Study reveals key role of opsin 3 in regulating food intake and energy balance

Scientists discovered years ago that the hypothalamus - which helps to manage body temperature, hunger, sex drive, sleep and more - includes neurons that express the protein opsin 3 (OPN3). Far less clear, however, was what this light-sensing protein does so deep inside the brain.

A study published in PNAS suggests that OPN3 plays an important role in regulating food consumption. 

Our results uncover a mechanism by which the nonvisual opsin receptor OPN3 modulates food intake via the melanocortin 4 receptor MC4R, which is crucial for regulating energy balance and feeding behavior. This finding is interesting because loss-of-function mutations in MC4R are a known genetic cause of obesity in humans."

Elena Oancea, professor of medical science, Carney Institute for Brain Science, Brown University

The study was led by Hala Haddad, who conducted the research while a Ph.D. student and then postdoctoral research associate at Brown, with senior authors Oancea and Richard Lang, director of the Visual Systems Group at Cincinnati Children's.

The research team reported that OPN3 functions together with MC4R and the Kir7.1 potassium channel to regulate certain cell signals as well as neuronal firing in a key area that controls energy balance. Notably, when mice were engineered to lack OPN3 in this part of the hypothalamus, they ate significantly less and were less active than control mice. 

"We're very excited to have, for the first time, a cellular mechanism of what OPN3 is doing in the brain," Oancea said.

Opsin 3 has been the focus of research in Oancea's lab for almost a decade, and the team has discovered that it is present in melanocytes, where it functions in pigmentation, and has developed a mouse model to identify the specific brain regions where this protein is expressed. Researchers in Lang's lab have also been studying OPN3 in fat tissue and in the brain, primarily using mouse genetics tools. The two research teams started collaborating around 2020. 

While their findings add an important insight into the function of OPN3, the researchers said more study is necessary to address whether the mechanism also performs in similar ways in the human brain. 

"While we identified the mechanism and function of OPN3 in this region of the hypothalamus, how this receptor works in other areas of the brain remains elusive," Oancea said. "There must be a common paradigm for OPN3 function in different areas, and we're still looking for that." 

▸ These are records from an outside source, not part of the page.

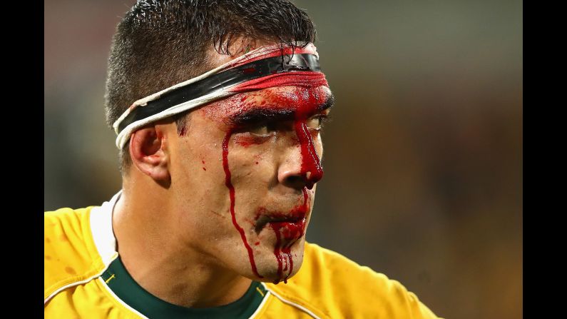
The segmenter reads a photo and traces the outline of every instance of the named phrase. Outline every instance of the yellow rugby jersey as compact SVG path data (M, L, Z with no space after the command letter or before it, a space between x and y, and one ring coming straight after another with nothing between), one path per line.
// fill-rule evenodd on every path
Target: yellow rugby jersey
M45 213L45 318L438 318L399 282L308 243L287 284L253 281L240 299L214 308L170 304L138 285L120 261L112 231L119 196Z

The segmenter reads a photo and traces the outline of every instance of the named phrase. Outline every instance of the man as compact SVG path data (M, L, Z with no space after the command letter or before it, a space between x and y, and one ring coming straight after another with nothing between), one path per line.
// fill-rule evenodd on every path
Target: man
M334 98L285 1L140 1L106 108L123 189L45 215L46 318L436 318L305 243Z

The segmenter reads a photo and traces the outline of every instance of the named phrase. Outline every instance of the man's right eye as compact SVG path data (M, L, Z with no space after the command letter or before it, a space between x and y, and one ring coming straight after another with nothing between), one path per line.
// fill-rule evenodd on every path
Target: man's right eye
M247 131L258 136L269 136L274 131L267 123L257 125L250 128Z

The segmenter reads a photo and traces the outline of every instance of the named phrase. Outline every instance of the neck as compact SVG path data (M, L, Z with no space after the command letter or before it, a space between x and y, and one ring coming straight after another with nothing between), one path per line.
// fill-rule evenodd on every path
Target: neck
M124 186L112 218L118 254L132 278L153 295L184 307L216 307L242 297L252 280L172 236L168 222L177 219L163 205L167 190L139 189L142 184L136 190Z

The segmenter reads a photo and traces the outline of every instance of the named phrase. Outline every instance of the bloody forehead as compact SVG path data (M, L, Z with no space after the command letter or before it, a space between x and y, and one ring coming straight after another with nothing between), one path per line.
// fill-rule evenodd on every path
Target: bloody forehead
M309 117L331 108L334 96L327 87L278 87L240 93L215 103L203 111L227 123L242 125L262 120Z

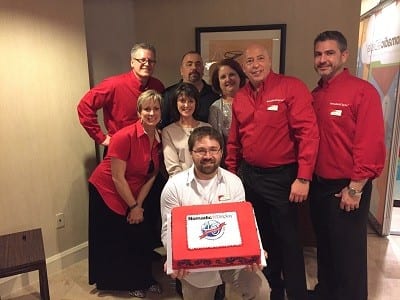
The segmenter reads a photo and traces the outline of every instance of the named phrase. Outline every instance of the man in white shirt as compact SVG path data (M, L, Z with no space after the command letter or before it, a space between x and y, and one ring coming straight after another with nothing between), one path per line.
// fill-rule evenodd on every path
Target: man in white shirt
M220 168L223 138L218 131L198 127L191 133L188 145L192 167L171 177L161 194L161 239L166 248L167 215L173 207L245 200L239 177ZM230 283L243 299L268 299L268 285L261 268L254 264L245 269L196 273L181 269L171 276L181 279L184 299L213 300L222 282Z

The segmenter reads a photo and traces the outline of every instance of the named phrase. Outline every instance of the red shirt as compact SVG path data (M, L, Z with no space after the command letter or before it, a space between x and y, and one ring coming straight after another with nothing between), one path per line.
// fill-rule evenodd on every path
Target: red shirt
M98 123L97 111L103 108L104 125L112 136L119 129L137 121L137 99L148 89L162 93L164 85L150 77L147 85L142 86L133 71L103 80L87 92L78 104L82 126L96 143L101 144L106 136Z
M262 167L298 162L298 177L311 179L318 150L312 97L304 83L272 71L256 93L247 83L236 94L227 145L227 168L240 160Z
M380 97L347 69L312 92L320 130L315 173L323 178L375 178L385 163Z
M125 177L136 198L143 184L151 177L148 174L150 161L153 160L154 170L160 165L162 147L159 137L150 147L149 137L144 132L140 121L127 126L113 135L107 156L100 162L89 178L103 197L107 206L117 214L124 215L128 205L118 194L111 176L111 157L126 162Z

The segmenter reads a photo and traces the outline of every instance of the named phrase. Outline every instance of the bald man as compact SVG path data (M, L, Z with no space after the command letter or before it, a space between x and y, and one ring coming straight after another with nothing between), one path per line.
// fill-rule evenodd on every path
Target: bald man
M271 300L307 299L297 209L308 197L318 150L312 96L303 82L271 70L259 44L244 52L249 82L236 94L226 166L240 174L255 210Z

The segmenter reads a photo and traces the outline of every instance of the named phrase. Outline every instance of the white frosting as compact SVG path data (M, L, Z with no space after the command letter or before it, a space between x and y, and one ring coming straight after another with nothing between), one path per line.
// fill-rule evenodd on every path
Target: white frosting
M236 212L186 216L189 249L221 248L242 244Z

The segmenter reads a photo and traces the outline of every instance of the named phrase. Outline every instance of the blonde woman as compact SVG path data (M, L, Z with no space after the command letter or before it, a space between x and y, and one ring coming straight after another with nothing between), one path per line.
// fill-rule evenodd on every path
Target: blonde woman
M89 178L89 283L144 298L147 291L161 293L151 269L153 220L145 213L159 205L145 199L160 165L161 95L142 93L137 114L138 121L112 136Z

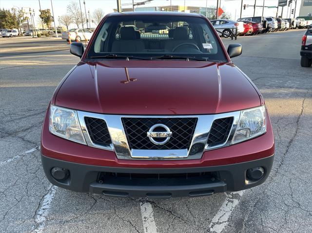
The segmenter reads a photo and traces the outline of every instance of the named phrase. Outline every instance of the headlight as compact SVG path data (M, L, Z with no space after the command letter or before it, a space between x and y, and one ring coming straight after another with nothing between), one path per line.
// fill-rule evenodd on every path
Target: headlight
M241 111L232 144L248 140L267 131L265 107L262 106Z
M49 130L61 138L86 144L75 110L50 105Z

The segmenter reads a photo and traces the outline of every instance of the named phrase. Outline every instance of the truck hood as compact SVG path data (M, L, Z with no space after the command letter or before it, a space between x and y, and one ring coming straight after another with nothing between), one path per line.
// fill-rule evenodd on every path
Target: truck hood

Moreover, "the current analysis does not resolve the question of whether OPN3 can function as a light sensor in the mouse brain," Lang said. "That remains to be addressed in future studies." 

The regulation of eating behavior and body weight is extremely complex, Oancea said. 

"Figuring out how to address these complex issues requires a broader understanding of the cellular processes involved," she said.

This study was supported by the Brown University Imaging Facility and Microscopy Core, and the Transgenic Animal and Genome Editing Core at Cincinnati Children's. Funding for the research came from the National Institutes of Health (R01AR076241, R01EY027077, R01EY032029, R01EY032752, R01EY032566 and R01EY034456) and the National Science Foundation, among other sources.